This article is part of a 4-step series introduced here. Navigation between articles is below.
Step 1: Goal Setting & Team Building
Someone needs test data to do something, like:
- stress-testing the functions and performance of applications
- prototyping database load/query and DW ETL/ELT operations
- benchmarking prospective new hardware or software
- outsourcing development or proofs of concept
- demonstrating systems with real-looking, but not real, sample data
In all these cases, the most realistic data possible is needed, but it should also be safe and de-personalized. Sometimes it’s enough to mask real data and test with that. Sometimes, however, production data cannot be used for testing (even if masked), because it is not yet in existence, nor available since source data access is restricted. It may also not be realistic or robust enough for application use cases, nor big enough to stress-test the future capacity of the solution (think healthcare.gov).
Sub-setting and masking production data can also be arduous relative to an automated method of creating data from scratch using existing metadata (like database DDL or a COBOL copybook). In that case, the goal would be to generate test data with the properties, but not the actual values, of data in production.
Once you determine the need for the test data and whether it is available (and needs masking using a tool like IRI FieldShield), or generated (‘from scratch’ with a tool like IRI RowGen), the project manager should identify who requires the test data, and detail their particular technical requirements for it (see Step 2).
Are they the same people who have access to the production data to be masked, or to the metadata information needed to generate production-quality data?

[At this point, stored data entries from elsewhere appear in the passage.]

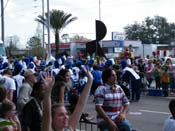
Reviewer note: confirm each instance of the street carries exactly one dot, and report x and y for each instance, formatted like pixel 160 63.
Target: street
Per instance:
pixel 146 115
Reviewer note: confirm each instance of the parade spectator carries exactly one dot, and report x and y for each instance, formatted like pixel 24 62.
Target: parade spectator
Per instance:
pixel 3 94
pixel 8 113
pixel 64 75
pixel 130 76
pixel 97 78
pixel 157 74
pixel 165 80
pixel 169 123
pixel 111 104
pixel 26 89
pixel 9 83
pixel 59 118
pixel 32 111
pixel 149 72
pixel 18 80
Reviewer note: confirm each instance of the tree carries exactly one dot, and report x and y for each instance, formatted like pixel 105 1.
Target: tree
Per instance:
pixel 36 49
pixel 11 44
pixel 34 42
pixel 78 38
pixel 152 30
pixel 58 21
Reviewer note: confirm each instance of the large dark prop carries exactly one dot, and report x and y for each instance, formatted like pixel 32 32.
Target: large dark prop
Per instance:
pixel 94 46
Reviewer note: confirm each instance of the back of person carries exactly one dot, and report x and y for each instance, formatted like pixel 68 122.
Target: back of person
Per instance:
pixel 31 116
pixel 169 123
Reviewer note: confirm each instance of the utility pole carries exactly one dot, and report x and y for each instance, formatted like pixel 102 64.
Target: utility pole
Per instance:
pixel 2 20
pixel 43 17
pixel 99 9
pixel 48 28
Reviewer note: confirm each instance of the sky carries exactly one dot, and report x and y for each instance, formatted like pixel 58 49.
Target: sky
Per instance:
pixel 20 15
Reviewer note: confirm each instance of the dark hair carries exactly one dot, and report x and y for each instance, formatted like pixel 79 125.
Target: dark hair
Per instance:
pixel 172 107
pixel 5 107
pixel 7 71
pixel 63 72
pixel 106 74
pixel 56 105
pixel 61 75
pixel 37 86
pixel 3 93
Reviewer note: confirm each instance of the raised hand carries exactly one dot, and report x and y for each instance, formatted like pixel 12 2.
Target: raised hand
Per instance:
pixel 88 73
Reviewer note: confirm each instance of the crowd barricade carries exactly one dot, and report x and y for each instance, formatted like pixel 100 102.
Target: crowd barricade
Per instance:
pixel 87 126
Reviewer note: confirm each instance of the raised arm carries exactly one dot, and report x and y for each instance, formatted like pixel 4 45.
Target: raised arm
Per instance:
pixel 47 116
pixel 75 117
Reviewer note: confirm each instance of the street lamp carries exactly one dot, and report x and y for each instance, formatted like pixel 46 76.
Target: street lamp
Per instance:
pixel 2 19
pixel 48 28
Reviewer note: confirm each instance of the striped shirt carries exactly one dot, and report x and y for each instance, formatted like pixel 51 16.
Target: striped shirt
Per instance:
pixel 110 100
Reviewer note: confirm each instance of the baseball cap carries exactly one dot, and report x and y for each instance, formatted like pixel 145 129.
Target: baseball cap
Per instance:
pixel 29 72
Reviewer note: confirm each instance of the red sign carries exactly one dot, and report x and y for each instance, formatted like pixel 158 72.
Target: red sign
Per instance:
pixel 61 46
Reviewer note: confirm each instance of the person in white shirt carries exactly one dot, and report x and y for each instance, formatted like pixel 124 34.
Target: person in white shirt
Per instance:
pixel 9 83
pixel 169 123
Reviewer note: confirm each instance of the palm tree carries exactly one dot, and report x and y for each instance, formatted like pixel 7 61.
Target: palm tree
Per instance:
pixel 58 21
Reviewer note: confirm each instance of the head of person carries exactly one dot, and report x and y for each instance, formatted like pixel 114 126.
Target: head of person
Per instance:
pixel 65 74
pixel 7 72
pixel 30 75
pixel 172 107
pixel 38 90
pixel 7 110
pixel 18 69
pixel 109 76
pixel 60 116
pixel 123 64
pixel 3 94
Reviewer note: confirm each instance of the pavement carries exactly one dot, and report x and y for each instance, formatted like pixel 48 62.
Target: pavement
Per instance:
pixel 146 115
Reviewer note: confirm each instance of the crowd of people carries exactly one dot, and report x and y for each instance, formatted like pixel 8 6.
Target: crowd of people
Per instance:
pixel 41 95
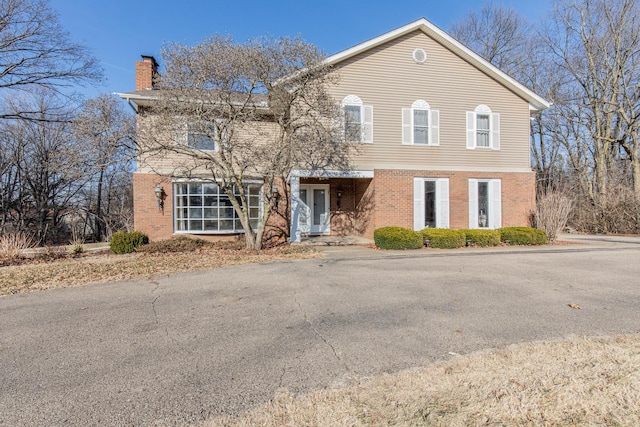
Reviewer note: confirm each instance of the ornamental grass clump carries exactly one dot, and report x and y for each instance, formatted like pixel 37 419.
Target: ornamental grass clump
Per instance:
pixel 523 236
pixel 125 242
pixel 484 238
pixel 444 238
pixel 397 238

Can they work together? Identify who will:
- obtain, mask, and/or create the test data (e.g., DBA, programmer)
- deliver the test data sets to the stakeholders, and/or populate the target tables directly
- validate the test data’s quality and quantity (sufficiency for effect; e.g., application developer, benchmark tester)
- assess and verify its compliance with internal and governmental data privacy regulations (e.g., CISO, data governance or stewardship lead)
- use the test data (e.g. developer, solution architect, DBA), and give feedback to the provider(s)
- document and version-control the metadata for the project(s) (e.g., application developer)
- store, relocate, and/or dispose of the test data sets after use, as needed (e.g,. system administrator)
Some of these people or roles will overlap; or, you might be the only person doing it all! And the same tools used to mask or create the test data may not necessarily be the same ones used for managing it.
Having FieldShield and RowGen sharing the same metadata and Eclipse GUI allows browsing/acquisition, masking and/or generation, and test data asset management to occur in the same environment. Java application development, project management and version control, plus access to databases for browsing, population, and SQL testing are other benefits of this environment. BIRT can also be used to visualize the test data in charts and graphs that show its distribution. You may or may not need all of that functionality or control, but it’s something to think about, and it’s nice to have it all in one place.